To add a bit of classic bungalow I'm putting up bead board. I had a ton upstairs in the finished attic that was pulled out and left at the neighbors hours ---outside. It was used for kindling and after being offered all I wanted it was just too far gone after a few years to save. 
I picked up some t and g in 12' lengths finger jointed as I'll be painting it white to brighten the kitchen up a bit.

About half way finished. Should be done tomorrow. 

Ran a bunch of new wire to cut out old knob and tube and to eliminate so many outlets on one breaker. 

Saturday, September 13, 2014

48" Douglas fir screen door

I wanted a nice clean somewhat period screen door for the farmhouse. I found a picture of one that looked like it could be up sized to fit my large front door that is 4 feet wide. 

The fact I have two dogs made this a nice design as they could look out the screen from the access hole.
The rough layout.
The finished door.
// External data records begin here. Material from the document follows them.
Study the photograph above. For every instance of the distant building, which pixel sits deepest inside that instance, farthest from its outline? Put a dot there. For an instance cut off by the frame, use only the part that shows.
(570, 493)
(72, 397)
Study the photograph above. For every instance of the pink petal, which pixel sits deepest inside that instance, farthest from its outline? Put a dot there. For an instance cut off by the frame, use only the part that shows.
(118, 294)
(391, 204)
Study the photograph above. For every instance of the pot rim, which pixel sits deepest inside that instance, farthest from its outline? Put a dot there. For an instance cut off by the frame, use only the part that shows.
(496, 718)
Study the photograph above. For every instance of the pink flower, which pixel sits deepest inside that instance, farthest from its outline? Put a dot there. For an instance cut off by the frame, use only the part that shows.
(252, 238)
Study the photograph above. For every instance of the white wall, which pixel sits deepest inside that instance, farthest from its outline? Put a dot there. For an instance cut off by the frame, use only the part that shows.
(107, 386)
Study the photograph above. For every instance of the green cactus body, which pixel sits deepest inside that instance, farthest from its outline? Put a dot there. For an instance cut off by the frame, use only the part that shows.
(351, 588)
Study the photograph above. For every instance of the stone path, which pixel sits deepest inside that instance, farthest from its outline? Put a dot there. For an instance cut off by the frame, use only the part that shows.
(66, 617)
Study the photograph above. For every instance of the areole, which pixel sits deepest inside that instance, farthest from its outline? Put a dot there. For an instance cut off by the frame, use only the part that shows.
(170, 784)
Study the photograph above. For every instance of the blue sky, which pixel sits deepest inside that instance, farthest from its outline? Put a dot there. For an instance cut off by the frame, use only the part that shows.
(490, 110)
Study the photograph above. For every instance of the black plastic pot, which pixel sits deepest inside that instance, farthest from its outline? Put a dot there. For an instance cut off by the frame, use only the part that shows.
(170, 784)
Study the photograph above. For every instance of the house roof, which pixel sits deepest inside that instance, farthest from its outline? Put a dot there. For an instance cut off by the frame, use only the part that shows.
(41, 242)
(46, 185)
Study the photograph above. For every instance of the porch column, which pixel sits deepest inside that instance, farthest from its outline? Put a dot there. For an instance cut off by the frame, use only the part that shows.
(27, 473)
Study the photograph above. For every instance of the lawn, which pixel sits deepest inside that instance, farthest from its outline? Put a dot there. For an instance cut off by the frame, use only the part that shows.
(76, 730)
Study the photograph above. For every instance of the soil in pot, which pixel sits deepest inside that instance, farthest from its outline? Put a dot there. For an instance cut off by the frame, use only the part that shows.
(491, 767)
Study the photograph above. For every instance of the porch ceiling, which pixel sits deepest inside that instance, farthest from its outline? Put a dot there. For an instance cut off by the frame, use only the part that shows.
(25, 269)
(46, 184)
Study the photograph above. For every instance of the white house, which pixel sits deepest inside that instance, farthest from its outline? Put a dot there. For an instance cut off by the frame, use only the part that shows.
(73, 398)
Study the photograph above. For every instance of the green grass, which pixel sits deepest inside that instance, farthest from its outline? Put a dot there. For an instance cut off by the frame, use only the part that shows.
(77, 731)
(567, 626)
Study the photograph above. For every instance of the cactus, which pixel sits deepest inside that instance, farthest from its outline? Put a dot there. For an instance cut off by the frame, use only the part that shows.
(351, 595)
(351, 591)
It still needs a handle though.
Close up of the lower shelf below the small brass and copper blend screen.

Sunday, July 20, 2014

Redwood Carriage Doors

My 1907 farmhouse, has a carriage house where the original doors were removed and an aluminum garage door put in their place- it doesn't even close all the way as the door is too tall...anyhow I found a few doors from a 1917 house that was under remodel, dry rot, old paint and the doors were coming apart likely from hide glue failure over time. 

Tear down began and disassembly went well.
The railes and stiles are Douglas fir, the center t & g redwood. 
One of the stiles where bolts went through, cut out damage a plugged with fir.
The door after glue up, the second door is now disassembled and ready for stripping, and reassembly.
Doors will not be painted when placed on the carriage house.
Above photo from the west side, that's as far as the door closes...

Sunday, July 13, 2014

Former aviation workbench

My father had an old industrial workbench he bought from North American aviation salvage  in the 60's
It was ugly and green, heavy with drawers made from plywood.
I started disassembling the table then shelved the project. A friend who is a master woodworker, seemingly all phases, was between jobs and hungry to do some magic. 
Dale planned, cut and sistered in pieces of fir where damage had set in. 
It's now my kitchen table in my 1907 farmhouse. 
I missed not getting to do more work on the table, but I've a stack of projects that had priority. Like someone not thinking I never took abefore picture...
Thanks Dale. 

After buying the farmhouse I now have a large shop - note the inca 710, and two inca jointers to the right. My crescent jointer -16" runs on three phase and I have three phase hard wired in the shop already.  It cuts like butter.

Inside the main house table ready to be set.